Selasa, 21 Agustus 2018

RENUNGAN : HUTANG-HUTANG KITA.



Nas    : Ayub 10:12, Hidup dan kasih setia Kaukaruniakan kepadaku, dan pemeliharaan-Mu menjaga nyawaku.
 
_________

          Hoekema, salah seorang teolog Reformed dalam salah satu bukunya menulis demikian, “Manusia adalah makhluk yang berhutang eksistensi kepada Tuhan”. Berhutang eksistensi secara sederhana berarti keseluruhan kehidupan manusia itu bergantung sepenuhnya kepada pemberian Tuhan, ia tidak dapat hidup sedetik pun di luar anugerah-Nya. Setiap hari kita menorehkan buku hutang kita masing-masing kepada Tuhan—mulai dari nafas hidup, udara, makan-minum, dll. Sementara John Piper melangkah lebih jauh dengan mengatakan bahwa kita, umat Tuhan, berhutang dua kali kepada Tuhan, pertama hutang penciptaan—keberadaan eksistensi hidup kita seperti pandangan Hoekema, dan kedua hutang penebusan di dalam Kristus—keselamatan yang tiada tara yang Ia kerjakan bagi kita. Kita semua adalah orang-orang yang berhutang, suatu kebenaran sederhana yang paling sering terlupakan oleh manusia! 

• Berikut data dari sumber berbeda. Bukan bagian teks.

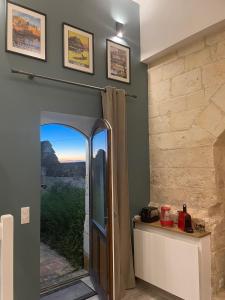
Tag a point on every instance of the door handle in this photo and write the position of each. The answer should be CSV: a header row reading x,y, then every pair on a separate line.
x,y
6,257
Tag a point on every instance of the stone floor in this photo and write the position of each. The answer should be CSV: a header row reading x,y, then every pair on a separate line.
x,y
144,291
55,269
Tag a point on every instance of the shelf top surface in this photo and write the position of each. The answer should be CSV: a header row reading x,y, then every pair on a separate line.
x,y
174,229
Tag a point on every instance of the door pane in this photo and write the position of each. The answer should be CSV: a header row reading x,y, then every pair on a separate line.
x,y
99,158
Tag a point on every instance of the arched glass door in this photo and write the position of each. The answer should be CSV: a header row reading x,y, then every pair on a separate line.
x,y
101,267
64,245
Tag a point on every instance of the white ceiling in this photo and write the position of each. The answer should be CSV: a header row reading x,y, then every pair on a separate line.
x,y
167,23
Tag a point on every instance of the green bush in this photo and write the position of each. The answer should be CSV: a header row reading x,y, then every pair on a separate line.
x,y
62,221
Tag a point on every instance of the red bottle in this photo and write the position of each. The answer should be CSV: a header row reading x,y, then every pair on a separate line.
x,y
181,217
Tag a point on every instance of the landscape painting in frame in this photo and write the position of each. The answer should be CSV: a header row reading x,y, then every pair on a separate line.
x,y
26,31
78,49
118,62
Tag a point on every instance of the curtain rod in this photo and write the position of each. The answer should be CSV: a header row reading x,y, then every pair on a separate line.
x,y
32,76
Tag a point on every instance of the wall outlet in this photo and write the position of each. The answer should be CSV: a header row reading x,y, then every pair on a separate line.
x,y
25,215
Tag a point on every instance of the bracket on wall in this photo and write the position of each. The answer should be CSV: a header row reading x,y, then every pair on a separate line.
x,y
32,76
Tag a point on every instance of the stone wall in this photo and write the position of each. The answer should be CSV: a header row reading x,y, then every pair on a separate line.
x,y
187,140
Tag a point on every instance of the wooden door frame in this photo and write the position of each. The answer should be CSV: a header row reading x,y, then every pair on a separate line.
x,y
100,125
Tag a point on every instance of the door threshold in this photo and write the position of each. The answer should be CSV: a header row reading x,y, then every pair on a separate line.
x,y
56,287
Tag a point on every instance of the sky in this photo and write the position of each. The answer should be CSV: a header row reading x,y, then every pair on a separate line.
x,y
68,143
99,142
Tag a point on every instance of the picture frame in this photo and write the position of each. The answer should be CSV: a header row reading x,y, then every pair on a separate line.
x,y
26,32
118,62
78,49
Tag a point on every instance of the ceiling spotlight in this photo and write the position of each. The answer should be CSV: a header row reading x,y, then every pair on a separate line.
x,y
119,29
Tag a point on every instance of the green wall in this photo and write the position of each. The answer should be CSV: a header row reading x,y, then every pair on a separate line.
x,y
21,103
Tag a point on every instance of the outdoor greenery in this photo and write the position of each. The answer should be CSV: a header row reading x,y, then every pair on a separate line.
x,y
62,221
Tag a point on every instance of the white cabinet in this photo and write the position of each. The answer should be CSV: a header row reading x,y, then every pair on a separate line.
x,y
175,262
6,257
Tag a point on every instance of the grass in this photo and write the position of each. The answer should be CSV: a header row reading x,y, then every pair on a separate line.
x,y
62,221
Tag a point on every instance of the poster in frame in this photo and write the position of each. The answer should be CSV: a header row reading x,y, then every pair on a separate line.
x,y
25,31
78,49
118,62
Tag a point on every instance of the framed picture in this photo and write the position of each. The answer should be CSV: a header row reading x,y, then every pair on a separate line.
x,y
26,31
78,49
118,62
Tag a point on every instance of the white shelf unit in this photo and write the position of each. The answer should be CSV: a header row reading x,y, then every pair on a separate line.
x,y
6,257
177,263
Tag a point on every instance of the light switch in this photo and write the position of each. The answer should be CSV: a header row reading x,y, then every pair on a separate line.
x,y
25,215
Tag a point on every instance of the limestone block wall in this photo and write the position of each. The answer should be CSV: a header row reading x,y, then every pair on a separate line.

          Ayub dalam bacaan di atas, menyadari betul akan hal ini. Ia kemudian merinci kemurahan Tuhan itu dalam tiga hal, “Hidup, kasih setia, dan pemeliharaan/penjagaan”. “Hidup” menyangkut pemenuhan eksistensial kebutuhan jasmani manusia akan kehidupan mereka. Sementara “Kasih setia” berbicara mengenai perihal kebutuhan manusia secara psikologis. Dan “Pemeliharaan/penjagaan” merupakan kebutuhan manusia dalam hal perlindungan serta rasa aman yang berhubungan dengan keselamatan. Yang menarik dari ayat ini adalah Ayub justru menghubungkan ketiganya dengan kata “Kaukaruniakan” (Tuhan mengaruniakan/Tuhan memberikan) yang secara eksplisit berarti kesemuanya itu bermuara pada anugerah Tuhan semata. Kebenaran ini juga sekaligus menegaskan kepada kita bahwa tidak ada sesuatu hal terkecil sekalipun yang dapat kita lakukan/usahakan di luar anugerah yang Tuhan berikan itu (KPR 17:28). Semua karena anugerah-Nya. Namun dalam kondisi tertentu kita sebagai umat Tuhan  terkadang lupa akan hal ini sehingga sering kali kita berusaha “menyogok Tuhan” dengan apa yang sesungguhnya adalah milik-Nya juga (perhatikan bagaimana motivasi seseorang dalam memberikan persembahan/persepuluhan dengan embel-embel berkat). Sangat menggelikan. 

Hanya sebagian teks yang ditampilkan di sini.